Two weeks ago, as I walked along Riverside Drive with my two dogs, very early in the morning, I saw the Super Moon, huge and luminous and low over the horizon, lighting the Hudson and the Jersey towns on the other side of the river.

It was a blue moon — the second full moon in the month — and the eclipse (in ways that I don’t understand because I wish I were interested but, full disclosure, I’m not) turned the blue moon bright red. It hung low in the sky, as if the chain that could have held it further up were stretched by its vast weight.

It was stunning.

My dogs didn’t care. They went along, noses to the ground, smelling the apparently wondrous smells of frozen-and-then-slightly-thawing winter.

Many other people did care. There were many of them standing there, staring at the sky, taking pictures, staring through the occasional telescope, talking in low voices to small groups. There wasn’t exactly a crowd out there, but there were far more than the usual dog walkers, all staring out over New Jersey.

On Sunday night, I walked my dogs again. This time there was nothing going on outside. The Super Bowl was being played, and it was raining, so I seemed to have the entire length of Riverside Drive all to myself.

It was magic.

I live on the western edge of Manhattan, north of most of the action, south of Columbia, where it starts again. There are a lot of people who live there, true, but it’s never as crowded as the streets just a little bit south or east are. Still, to be entirely alone is unusual. It felt like that stretch of city was mine, just mine, purely mine.

The night was remarkably foggy. I could see the river glistening, but there was no moon and certainly no stars. I could see the shapes of the trees, leafless, contorted, stark, beautiful, and entirely mine.

I felt extraordinarily lucky.

And that made me think about immigration.

We are almost all the descendants of immigrants; we might have some native Americans among our readers, but I doubt there are many. Everyone else is the legatee of the adventurers, explorers, travelers, migrants, refugees, victims, victors, or slaves who made that journey.

There are probably almost as many reasons for that trip across the ocean (or more recently through the clouds) as there were people who made it, but no matter who they were, no matter where they came from, no matter how rich or poor or desperate they were, it took vast reserves of courage to do it.

I have no idea how my ancestors were brave enough to leave everything and everyone behind, to leave not only the colors and shapes of home, not only its smells and tastes, but even the sounds of its language, in favor of a something they didn’t know and couldn’t anticipate with any accuracy.

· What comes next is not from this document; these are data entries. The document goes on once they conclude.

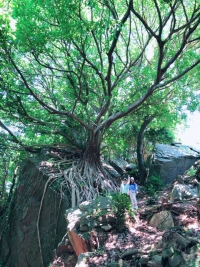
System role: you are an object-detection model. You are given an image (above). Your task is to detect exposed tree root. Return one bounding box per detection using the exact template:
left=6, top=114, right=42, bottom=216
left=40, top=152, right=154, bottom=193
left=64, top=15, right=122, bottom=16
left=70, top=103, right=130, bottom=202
left=63, top=160, right=117, bottom=207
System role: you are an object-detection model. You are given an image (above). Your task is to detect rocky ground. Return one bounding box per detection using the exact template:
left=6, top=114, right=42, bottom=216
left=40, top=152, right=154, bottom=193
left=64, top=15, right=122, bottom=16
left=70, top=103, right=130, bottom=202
left=51, top=184, right=200, bottom=267
left=87, top=189, right=200, bottom=267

I don’t think I could have done it.

I remember a great-aunt who had hung a postcard of the Hungarian plains up in her kitchen; in her thick, rich, plummy accent, which always made me think of apricots and chocolate, she talked about the beauty of her home country, of the farm somewhere outside Buda — or was it Pesht? — where she had grown up. Would she talk about the trip? No. Did she want to go back? Also no. But she longed for its colors.

So as I walk alone with my dogs, in the freedom and beauty and mystery of my life in this country, which despite everything still is a haven, I hope that it continues to be so. I hope that we remember that we all come from immigrants, that our ancestors were not welcomed when they came here but despite that they fought for better lives and most of them won that fight, and that we never stop seeing the humanity in the immigrants who have come more recently.

Like our ancestors, these new immigrants also are brave, scared, and hopeful. I hope that we do not watch that hope be overtaken by despair. I hope that we remember that we, too, once were strangers.